Le salarié est âgé de moins de 26 ans, poursuit ses études, et en a fait la demande.
Article 5. Répartition de la durée du travail
Pour les salariés à temps complet
La répartition de la durée du travail des salariés à temps complet est librement fixée et modifiée par les Responsables de service pour leurs collaborateurs.
Salariés à temps partiel
La répartition de la durée du travail des salariés à temps complet est librement fixée par les Responsables de service. Les salariés à temps partiel ont un planning de travail prévoyant la répartition de leurs horaires entre les semaines de l’année. Ils recevront un programme indicatif de travail reprenant leurs horaires.
La répartition de la durée du travail pourra être modifiée sous réserve d'en prévenir le salarié au moins 7 jours ouvrables à l'avance, sauf cas de force majeure.
5.3. Variations périodes haute et basse activité
Le temps de travail des salariés est modulé sur une base annuelle de 1 607 heures, pour un temps complet, réparties sur des semaines à hautes activités et des semaines à basse activité. Pour les salariés à temps partiel, la durée maximale est celle fixée au contrat de travail.
5.3.1 Semaines à haute activité
Les semaines à haute activité s'entendent des semaines durant lesquelles la durée du travail hebdomadaire est supérieure à 35 heures, dans les limites des durées maximales hebdomadaires. Une durée maximale de 42 heures est néanmoins fixée comme plafond au-delà duquel toute heure travaillée et justifiée par les nécessités de fonctionnement de l’entreprise est constitutive d’une heure supplémentaire. Les heures supplémentaires ainsi effectuées au-delà de la 42ème heure feront l’objet d’un règlement le mois de leur réalisation, majorées au taux conventionnel en vigueur.
Les heures supplémentaires réalisée ne peuvent néanmoins porter la durée du travail à plus de 48 heures sur la semaine.
Le process est similaire pour les salariés à temps partiel à ceci près que la durée maximale autorisée est de 32 heures et ne peut, quoiqu’il en soit, atteindre plus de 35 heures sur une semaine Les heures réalisées entre la 32ème et la 34ème font l’objet d’un règlement, majoré de 10%, le mois de leur effectivité.
5.3.2 Semaines à basse activité
Les semaines à basse activité s'entendent des semaines durant lesquelles la durée du travail hebdomadaire est inférieure à 35 heures, ou inférieure à la durée moyenne prévue au contrat pour les salariés à temps partiel.
La limite basse étant portée à 2 heures de travail quotidien, eu égard à la législation actuellement en vigueur impliquant de ne pas faire déplacer un salarié pour moins de 2 heures consécutives de travail.
5.3.3 Compensation et durée moyenne hebdomadaire
L'horaire hebdomadaire de travail des salariés pourra varier autour de l'horaire moyen hebdomadaire de 35 heures, dans le cadre de la période de référence, de sorte que les heures effectuées au-delà et en deçà de cet horaire moyen se compensent arithmétiquement. Il en va de même pour les salariés à temps partiel, en considération de la durée moyenne de travail, fixée dans leur contrat de travail.
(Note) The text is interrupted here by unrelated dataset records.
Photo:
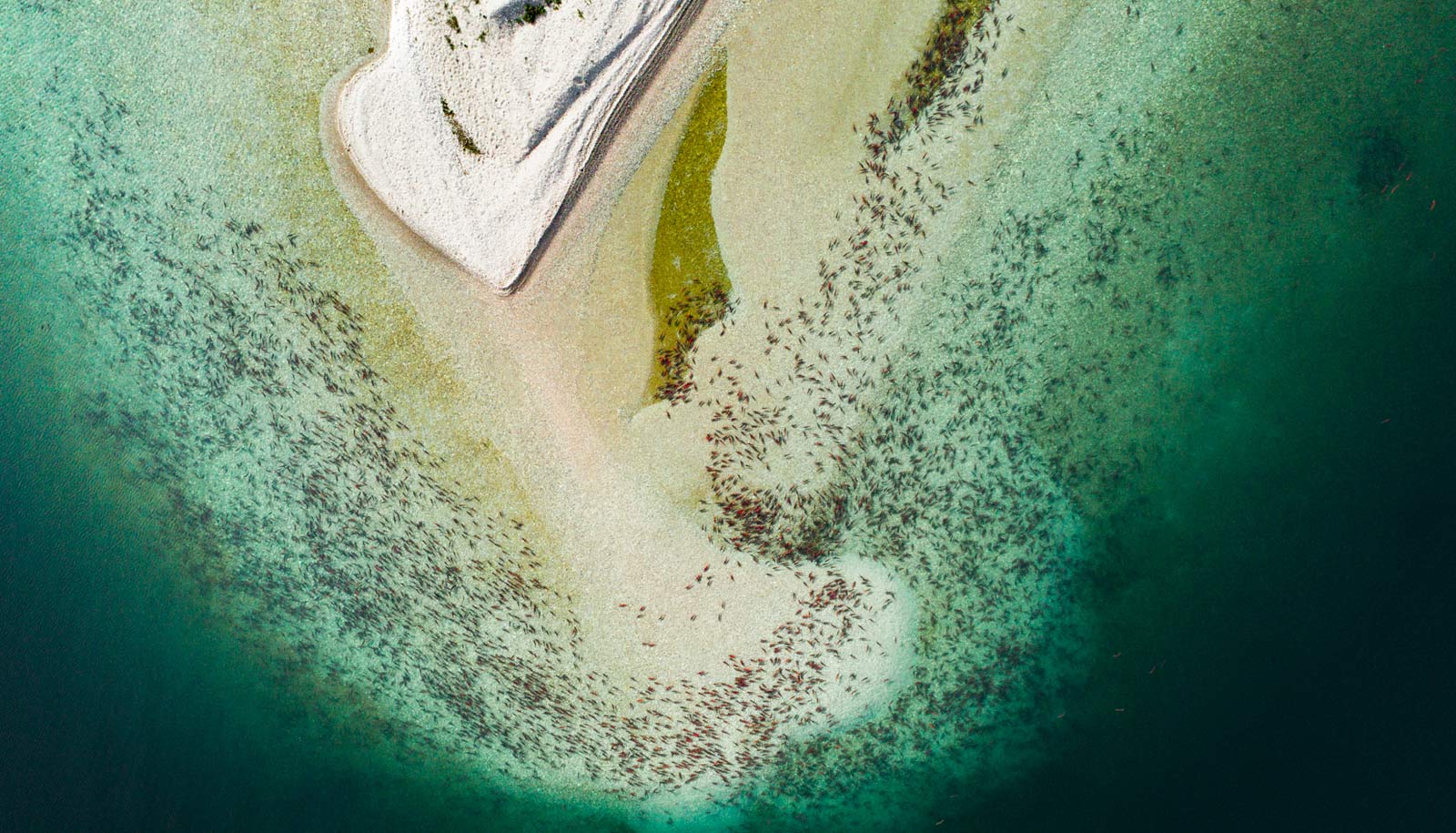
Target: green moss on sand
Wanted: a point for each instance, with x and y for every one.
(689, 283)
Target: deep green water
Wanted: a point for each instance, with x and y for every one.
(1269, 589)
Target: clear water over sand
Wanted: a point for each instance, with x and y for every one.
(1072, 361)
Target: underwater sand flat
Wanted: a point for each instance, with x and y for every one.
(830, 564)
(480, 127)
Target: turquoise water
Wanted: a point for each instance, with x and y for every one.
(1232, 411)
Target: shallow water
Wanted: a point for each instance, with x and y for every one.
(1193, 330)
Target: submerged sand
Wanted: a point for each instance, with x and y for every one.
(480, 128)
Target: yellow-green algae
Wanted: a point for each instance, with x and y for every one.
(689, 281)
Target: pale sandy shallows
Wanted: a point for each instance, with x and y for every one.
(477, 127)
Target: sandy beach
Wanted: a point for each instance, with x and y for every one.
(480, 130)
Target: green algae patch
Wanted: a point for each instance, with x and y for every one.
(689, 283)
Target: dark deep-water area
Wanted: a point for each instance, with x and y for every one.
(1267, 621)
Article 6. Valorisation des temps
Absences
Les absences indemnisées ou non, quel qu’en soit le motif, ne sont pas récupérables. Elles sont valorisées, pour le décompte du temps de travail, sur la base du nombre d’heures qui aurait dû être travaillé, heures supplémentaires ou complémentaires comprises. Si ce volume ne peut être déterminé, elles sont décomptées pour la valeur de la durée moyenne du travail théorique par semaine complète d’absence (par extrapolation de la durée annuelle prévue au contrat).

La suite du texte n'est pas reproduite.